Through machine learning, the capabilities of AI have become so advanced that technology is able to understand the needs of customers by using data. Going beyond simply recommending additional products based on shopping habits, AI should be able to perform operations such as advising customers with information generated from the online reviews of other consumers. It is also helping retailers and brands read their customers even better than the experience on the floor.
“They’re able to put a face on the customer, and you get a lot of data about items that were tried on, that were popular or left on the fitting-room floor, which you don’t have in the real-world dressing room,” Smith said.
Despite her role as the leader of a technology company, Smith feels that these tools are helpful for leading the evolution of bricks-and-mortar stores—not destroying it.
“With bricks-and-mortar changing, we’re positioned at the intersection of what is happening with the change in shopping for online mobile and in store and are able to provide interactive solutions across the board with our platform,” she said. “Stores aren’t going away. Bricks-and-mortar isn’t going to go away entirely, it’s just changing. Shopping is changing.”
While bricks-and-mortar is transforming, AI is also changing. As they simultaneously shift, evolve and become more advanced in the ways they serve consumers, they will be used to complement one another—not compete against each other. In order to achieve this balance, they must provide similar services to provide personalized shopping experiences from anywhere a consumer wishes, whether in store, on the road or from home.

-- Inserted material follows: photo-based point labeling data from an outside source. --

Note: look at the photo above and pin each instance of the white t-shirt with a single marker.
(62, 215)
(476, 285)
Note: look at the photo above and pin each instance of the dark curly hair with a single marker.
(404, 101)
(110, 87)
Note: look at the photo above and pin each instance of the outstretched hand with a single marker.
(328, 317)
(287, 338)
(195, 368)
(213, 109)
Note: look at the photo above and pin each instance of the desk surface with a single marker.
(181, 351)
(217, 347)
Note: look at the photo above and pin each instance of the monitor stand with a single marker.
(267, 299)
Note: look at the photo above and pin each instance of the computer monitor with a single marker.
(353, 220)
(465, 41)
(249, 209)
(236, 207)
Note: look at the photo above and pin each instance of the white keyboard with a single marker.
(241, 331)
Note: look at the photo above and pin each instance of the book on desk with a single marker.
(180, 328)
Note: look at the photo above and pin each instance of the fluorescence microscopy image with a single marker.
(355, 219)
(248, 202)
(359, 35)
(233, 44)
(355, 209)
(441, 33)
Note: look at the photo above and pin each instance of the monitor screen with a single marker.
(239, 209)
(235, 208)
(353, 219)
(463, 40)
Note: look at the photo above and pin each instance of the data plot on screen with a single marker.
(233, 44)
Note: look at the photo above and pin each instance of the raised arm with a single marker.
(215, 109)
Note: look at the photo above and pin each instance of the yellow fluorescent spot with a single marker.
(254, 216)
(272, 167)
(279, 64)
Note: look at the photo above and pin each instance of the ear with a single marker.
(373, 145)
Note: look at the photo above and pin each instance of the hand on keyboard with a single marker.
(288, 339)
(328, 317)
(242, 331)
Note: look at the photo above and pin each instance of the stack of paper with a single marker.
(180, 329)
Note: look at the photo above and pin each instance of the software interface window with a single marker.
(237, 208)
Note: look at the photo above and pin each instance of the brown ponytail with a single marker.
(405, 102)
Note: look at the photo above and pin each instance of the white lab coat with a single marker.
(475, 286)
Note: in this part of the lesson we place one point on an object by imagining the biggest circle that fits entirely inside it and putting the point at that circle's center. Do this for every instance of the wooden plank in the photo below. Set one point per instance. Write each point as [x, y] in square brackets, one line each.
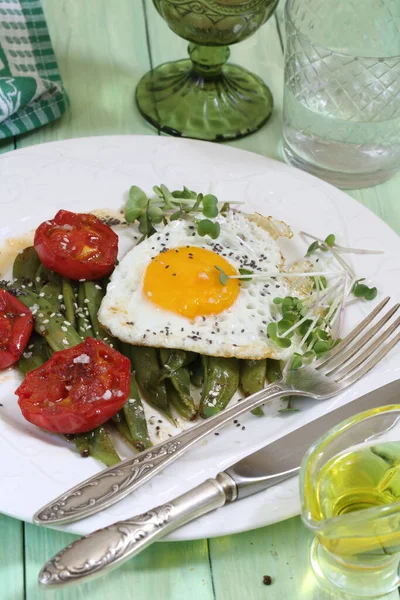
[11, 559]
[261, 54]
[7, 145]
[102, 52]
[239, 563]
[165, 570]
[383, 200]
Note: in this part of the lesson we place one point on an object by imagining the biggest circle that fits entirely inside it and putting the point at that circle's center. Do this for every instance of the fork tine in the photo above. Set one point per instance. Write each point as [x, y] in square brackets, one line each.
[348, 368]
[349, 380]
[353, 334]
[343, 357]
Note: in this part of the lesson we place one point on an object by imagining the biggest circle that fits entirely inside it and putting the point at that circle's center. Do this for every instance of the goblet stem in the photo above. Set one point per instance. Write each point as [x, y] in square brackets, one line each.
[204, 97]
[208, 60]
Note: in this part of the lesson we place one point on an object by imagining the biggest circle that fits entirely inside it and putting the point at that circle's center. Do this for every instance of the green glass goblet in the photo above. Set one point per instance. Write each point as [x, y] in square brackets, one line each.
[203, 97]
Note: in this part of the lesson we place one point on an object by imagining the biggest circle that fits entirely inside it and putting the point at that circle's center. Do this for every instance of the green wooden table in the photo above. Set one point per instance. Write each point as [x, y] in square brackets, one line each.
[103, 48]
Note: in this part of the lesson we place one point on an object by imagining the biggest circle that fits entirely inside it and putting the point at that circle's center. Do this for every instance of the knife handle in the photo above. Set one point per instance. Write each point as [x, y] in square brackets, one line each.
[111, 485]
[107, 548]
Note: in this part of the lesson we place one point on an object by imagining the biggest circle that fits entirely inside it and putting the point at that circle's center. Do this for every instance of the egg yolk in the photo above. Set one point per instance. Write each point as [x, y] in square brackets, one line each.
[185, 281]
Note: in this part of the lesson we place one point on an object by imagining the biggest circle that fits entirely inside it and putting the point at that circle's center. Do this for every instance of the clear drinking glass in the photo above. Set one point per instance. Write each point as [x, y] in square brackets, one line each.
[350, 488]
[342, 89]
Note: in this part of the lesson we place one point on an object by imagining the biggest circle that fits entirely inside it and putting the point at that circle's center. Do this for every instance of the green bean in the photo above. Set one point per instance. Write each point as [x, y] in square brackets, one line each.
[35, 355]
[197, 372]
[52, 293]
[147, 370]
[85, 328]
[131, 420]
[172, 360]
[26, 265]
[44, 275]
[274, 370]
[252, 379]
[95, 294]
[69, 300]
[49, 323]
[178, 389]
[96, 443]
[221, 380]
[175, 369]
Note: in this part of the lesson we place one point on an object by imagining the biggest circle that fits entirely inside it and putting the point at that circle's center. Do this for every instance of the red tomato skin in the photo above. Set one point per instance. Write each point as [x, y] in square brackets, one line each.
[58, 255]
[45, 401]
[15, 329]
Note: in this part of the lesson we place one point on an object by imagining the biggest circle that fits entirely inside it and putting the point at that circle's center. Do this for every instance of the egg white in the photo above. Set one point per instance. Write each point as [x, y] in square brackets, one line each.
[239, 331]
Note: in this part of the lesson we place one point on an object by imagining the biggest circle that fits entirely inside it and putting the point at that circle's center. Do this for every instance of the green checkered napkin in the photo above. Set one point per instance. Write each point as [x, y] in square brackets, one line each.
[31, 91]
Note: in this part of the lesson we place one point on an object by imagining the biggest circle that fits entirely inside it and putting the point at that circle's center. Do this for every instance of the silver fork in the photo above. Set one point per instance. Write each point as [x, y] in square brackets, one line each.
[351, 359]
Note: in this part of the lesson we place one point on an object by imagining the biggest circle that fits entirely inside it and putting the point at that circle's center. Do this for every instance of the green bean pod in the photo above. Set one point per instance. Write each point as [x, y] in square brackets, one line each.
[96, 443]
[221, 380]
[252, 379]
[69, 300]
[172, 360]
[196, 371]
[147, 370]
[44, 275]
[178, 389]
[49, 323]
[35, 355]
[26, 265]
[95, 294]
[52, 293]
[84, 325]
[131, 420]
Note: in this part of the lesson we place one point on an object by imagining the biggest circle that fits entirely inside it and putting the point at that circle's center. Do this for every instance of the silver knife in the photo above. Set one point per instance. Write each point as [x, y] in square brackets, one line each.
[108, 548]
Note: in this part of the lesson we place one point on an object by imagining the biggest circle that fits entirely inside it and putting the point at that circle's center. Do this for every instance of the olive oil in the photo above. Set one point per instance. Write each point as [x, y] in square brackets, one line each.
[363, 477]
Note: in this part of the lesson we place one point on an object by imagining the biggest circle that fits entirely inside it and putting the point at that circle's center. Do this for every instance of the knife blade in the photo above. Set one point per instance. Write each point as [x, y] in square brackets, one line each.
[281, 459]
[107, 548]
[114, 483]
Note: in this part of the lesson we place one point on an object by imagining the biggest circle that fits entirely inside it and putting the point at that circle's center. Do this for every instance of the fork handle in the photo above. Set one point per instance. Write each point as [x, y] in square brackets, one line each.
[107, 548]
[111, 485]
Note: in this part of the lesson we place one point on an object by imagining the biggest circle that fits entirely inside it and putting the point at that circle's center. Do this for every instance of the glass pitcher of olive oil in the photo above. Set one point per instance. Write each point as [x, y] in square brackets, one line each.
[350, 487]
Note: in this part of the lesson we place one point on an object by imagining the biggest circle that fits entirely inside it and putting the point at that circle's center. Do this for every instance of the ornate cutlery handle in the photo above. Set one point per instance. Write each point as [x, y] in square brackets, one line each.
[112, 484]
[108, 548]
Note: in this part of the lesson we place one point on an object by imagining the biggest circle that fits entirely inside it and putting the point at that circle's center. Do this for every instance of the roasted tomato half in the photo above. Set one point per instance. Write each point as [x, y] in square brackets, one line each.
[78, 246]
[77, 389]
[16, 324]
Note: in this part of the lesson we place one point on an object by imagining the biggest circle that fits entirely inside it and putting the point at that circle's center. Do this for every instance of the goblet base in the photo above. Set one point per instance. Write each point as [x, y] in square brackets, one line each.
[180, 101]
[378, 576]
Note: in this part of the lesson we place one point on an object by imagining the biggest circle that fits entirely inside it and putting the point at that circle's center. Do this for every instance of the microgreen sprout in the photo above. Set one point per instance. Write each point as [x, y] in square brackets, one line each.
[175, 205]
[360, 290]
[317, 245]
[207, 227]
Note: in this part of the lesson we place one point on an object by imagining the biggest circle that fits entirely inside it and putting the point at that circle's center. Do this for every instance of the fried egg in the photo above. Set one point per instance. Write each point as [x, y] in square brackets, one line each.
[167, 291]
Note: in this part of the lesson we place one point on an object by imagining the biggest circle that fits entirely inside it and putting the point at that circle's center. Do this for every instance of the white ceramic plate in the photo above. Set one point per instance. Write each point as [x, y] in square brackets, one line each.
[90, 173]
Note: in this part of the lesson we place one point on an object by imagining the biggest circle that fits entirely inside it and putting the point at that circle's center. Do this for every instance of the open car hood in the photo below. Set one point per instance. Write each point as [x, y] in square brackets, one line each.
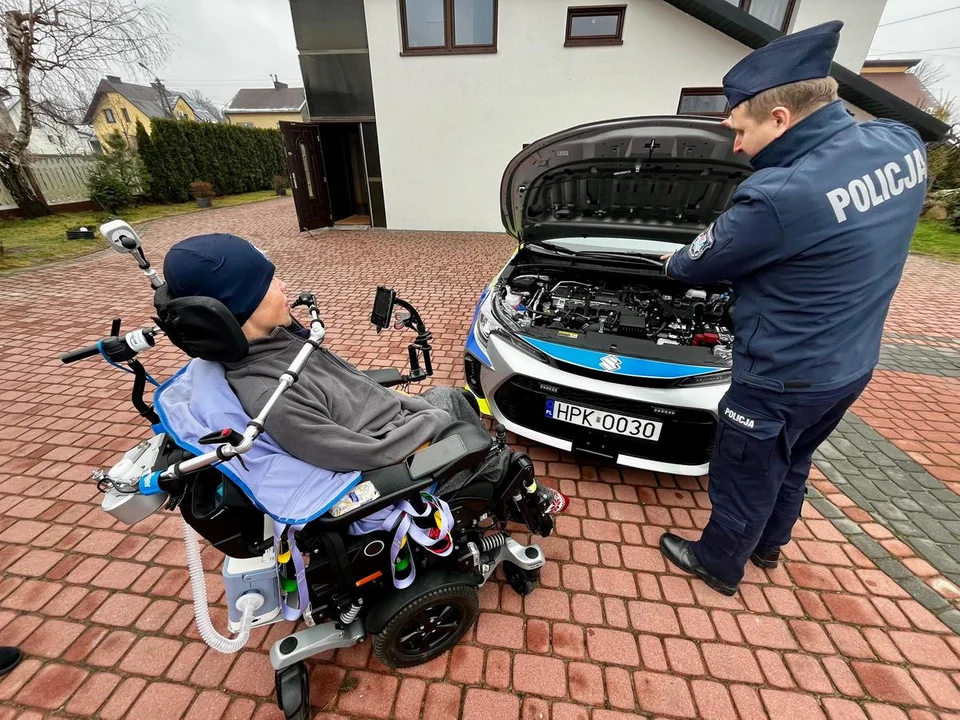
[659, 177]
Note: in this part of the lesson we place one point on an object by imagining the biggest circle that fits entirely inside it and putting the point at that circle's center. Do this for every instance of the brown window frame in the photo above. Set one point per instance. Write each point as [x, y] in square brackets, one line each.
[787, 16]
[449, 34]
[701, 92]
[619, 11]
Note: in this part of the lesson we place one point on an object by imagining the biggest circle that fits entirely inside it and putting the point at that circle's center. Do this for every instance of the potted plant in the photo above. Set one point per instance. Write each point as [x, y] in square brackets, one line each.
[280, 184]
[202, 193]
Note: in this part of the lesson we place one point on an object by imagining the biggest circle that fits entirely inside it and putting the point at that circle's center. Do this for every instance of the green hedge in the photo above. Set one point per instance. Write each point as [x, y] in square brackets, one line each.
[233, 159]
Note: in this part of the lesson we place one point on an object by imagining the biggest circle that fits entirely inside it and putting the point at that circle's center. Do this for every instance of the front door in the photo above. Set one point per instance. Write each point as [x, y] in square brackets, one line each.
[307, 176]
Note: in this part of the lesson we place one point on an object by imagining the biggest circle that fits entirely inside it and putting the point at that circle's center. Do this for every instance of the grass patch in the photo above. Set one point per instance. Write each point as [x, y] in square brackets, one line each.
[937, 239]
[33, 242]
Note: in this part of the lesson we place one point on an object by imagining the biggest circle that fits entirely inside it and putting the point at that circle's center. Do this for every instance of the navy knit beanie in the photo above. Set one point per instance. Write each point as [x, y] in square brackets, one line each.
[224, 267]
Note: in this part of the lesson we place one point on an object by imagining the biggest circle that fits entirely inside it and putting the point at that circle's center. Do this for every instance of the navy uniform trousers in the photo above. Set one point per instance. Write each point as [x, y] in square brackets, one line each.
[762, 454]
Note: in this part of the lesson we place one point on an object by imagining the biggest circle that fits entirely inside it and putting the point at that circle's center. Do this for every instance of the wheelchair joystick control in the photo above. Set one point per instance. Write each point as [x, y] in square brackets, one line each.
[501, 436]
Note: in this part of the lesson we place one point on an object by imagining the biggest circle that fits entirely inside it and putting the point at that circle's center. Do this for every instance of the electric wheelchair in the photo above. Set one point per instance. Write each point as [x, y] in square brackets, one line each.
[389, 554]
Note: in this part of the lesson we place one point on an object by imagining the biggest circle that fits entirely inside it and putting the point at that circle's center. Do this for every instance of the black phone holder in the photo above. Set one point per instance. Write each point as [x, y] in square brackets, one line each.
[419, 349]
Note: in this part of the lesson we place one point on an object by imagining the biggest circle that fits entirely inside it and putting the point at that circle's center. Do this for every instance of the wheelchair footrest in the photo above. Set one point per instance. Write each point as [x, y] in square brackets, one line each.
[313, 640]
[526, 557]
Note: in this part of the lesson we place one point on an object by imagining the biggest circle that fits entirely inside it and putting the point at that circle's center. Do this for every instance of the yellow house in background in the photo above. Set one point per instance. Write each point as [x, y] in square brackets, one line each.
[266, 107]
[117, 106]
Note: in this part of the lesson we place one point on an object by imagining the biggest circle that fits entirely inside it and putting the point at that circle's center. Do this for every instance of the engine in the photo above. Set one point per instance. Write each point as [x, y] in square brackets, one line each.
[667, 316]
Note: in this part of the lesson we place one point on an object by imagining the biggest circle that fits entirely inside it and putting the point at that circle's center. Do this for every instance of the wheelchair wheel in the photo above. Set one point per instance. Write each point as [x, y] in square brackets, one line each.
[427, 627]
[293, 692]
[522, 581]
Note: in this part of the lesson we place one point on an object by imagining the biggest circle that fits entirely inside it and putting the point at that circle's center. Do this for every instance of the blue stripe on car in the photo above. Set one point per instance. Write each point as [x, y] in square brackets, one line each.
[474, 347]
[631, 367]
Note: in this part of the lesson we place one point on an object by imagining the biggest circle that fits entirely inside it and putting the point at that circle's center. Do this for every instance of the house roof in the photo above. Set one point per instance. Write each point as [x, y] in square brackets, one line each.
[894, 63]
[145, 98]
[904, 85]
[854, 88]
[263, 100]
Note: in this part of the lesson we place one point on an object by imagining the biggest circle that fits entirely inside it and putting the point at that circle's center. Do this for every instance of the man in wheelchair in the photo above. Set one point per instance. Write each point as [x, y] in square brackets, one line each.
[334, 417]
[343, 504]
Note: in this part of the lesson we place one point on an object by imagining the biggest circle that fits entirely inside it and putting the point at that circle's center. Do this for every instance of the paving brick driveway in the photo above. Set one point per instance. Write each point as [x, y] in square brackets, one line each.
[856, 624]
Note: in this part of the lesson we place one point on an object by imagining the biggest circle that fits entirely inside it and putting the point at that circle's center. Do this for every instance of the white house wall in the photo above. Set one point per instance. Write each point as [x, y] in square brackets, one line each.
[860, 19]
[448, 124]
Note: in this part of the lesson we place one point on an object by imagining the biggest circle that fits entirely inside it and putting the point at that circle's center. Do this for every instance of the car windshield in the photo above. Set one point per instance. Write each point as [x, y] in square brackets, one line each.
[614, 244]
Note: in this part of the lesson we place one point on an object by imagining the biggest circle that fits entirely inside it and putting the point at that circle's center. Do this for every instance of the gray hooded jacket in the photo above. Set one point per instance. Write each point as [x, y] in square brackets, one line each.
[334, 416]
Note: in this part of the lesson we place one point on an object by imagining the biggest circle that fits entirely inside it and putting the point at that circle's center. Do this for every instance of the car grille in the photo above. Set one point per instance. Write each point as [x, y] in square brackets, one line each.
[686, 438]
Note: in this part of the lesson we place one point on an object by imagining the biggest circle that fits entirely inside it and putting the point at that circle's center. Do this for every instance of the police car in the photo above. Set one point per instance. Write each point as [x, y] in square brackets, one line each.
[581, 342]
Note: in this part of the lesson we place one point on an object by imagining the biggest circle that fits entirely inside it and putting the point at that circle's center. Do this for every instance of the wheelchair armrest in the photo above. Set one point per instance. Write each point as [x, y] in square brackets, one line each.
[392, 482]
[388, 377]
[458, 447]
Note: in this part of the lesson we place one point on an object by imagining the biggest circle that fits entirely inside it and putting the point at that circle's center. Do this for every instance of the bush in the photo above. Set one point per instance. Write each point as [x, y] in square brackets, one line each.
[943, 166]
[113, 182]
[201, 189]
[109, 192]
[234, 159]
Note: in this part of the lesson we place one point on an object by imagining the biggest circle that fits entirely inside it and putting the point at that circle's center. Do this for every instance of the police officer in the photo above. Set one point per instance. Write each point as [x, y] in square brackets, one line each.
[815, 244]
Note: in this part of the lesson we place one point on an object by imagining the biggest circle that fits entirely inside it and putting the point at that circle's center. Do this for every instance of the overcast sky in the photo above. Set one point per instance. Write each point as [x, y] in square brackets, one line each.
[223, 45]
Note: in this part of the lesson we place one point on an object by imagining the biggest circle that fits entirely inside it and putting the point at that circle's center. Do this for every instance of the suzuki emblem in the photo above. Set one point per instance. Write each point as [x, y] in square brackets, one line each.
[610, 363]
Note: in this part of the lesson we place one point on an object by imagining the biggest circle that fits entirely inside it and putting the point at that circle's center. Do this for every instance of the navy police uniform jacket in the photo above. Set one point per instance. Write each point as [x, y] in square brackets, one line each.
[814, 243]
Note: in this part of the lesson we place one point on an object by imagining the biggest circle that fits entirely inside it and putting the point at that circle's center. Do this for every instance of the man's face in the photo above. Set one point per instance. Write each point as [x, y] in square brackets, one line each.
[753, 134]
[273, 311]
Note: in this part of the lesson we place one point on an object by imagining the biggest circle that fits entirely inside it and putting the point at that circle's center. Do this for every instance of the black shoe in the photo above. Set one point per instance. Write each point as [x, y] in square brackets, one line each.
[765, 558]
[9, 659]
[678, 551]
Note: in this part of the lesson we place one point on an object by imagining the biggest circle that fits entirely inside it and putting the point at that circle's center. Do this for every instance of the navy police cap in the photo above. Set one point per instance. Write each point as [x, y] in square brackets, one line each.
[803, 55]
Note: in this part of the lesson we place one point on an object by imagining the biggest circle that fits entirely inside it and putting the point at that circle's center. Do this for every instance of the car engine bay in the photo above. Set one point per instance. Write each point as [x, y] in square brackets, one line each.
[656, 310]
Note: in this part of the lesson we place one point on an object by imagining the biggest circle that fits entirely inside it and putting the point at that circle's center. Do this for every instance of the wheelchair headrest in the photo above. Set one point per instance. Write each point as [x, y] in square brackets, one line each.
[200, 326]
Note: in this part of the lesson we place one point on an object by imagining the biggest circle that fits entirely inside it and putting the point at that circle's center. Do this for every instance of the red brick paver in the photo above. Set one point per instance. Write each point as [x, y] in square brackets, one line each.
[103, 610]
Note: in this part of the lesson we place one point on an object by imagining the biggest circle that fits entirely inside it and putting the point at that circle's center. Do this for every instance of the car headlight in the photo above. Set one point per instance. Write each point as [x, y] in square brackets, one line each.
[719, 378]
[485, 322]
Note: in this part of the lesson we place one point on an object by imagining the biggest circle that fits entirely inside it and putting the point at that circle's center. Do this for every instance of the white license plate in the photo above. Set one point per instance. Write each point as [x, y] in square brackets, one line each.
[600, 420]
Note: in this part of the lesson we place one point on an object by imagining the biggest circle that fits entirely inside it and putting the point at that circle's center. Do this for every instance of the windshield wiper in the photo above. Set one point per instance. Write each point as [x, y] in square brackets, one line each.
[633, 257]
[623, 256]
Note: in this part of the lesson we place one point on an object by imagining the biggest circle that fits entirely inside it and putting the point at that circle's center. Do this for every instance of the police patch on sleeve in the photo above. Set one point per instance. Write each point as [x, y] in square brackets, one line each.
[703, 243]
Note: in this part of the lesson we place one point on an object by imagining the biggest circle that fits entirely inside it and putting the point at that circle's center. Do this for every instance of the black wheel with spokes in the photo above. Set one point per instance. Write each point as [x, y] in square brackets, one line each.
[427, 627]
[293, 692]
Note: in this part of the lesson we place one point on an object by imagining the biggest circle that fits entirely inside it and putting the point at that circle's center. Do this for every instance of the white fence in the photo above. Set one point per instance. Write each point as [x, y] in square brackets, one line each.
[62, 179]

“Artificial intelligence should be able to do what a human would do, not just looking at what a customer looked at last but understanding if they are looking for a certain outfit,” Taylor said. “Is it for a formal event? Is there a preference for certain colors, fabrics and styles?”
By engaging with consumers through their AI and AR technology, brands and retailers can reduce bounce rates on websites while maintaining a successful digital presence. According to Smith, this combination of AI with AR promotes a “try-and-buy” atmosphere, thereby decreasing the amount of visitors who quickly exit a website while increasing the amount of product customers add to their shopping carts and eventually purchase.
“Whether brands are established or up and coming, if someone hits a website and they don’t engage, it’s one of the biggest problems,” she said. “We’re able to decrease bounce rate exponentially, and for the fashion audience that is pretty key.”
When considering how to use artificial intelligence, an important factor is to think about the experience a brand or retailer wants to give its customers. None of the technologies that fall under AI can offer a one-size-fits-all solution, but when brands devote time to exploring the possibilities of these tools, their customers will come closer to an experience that fits their needs.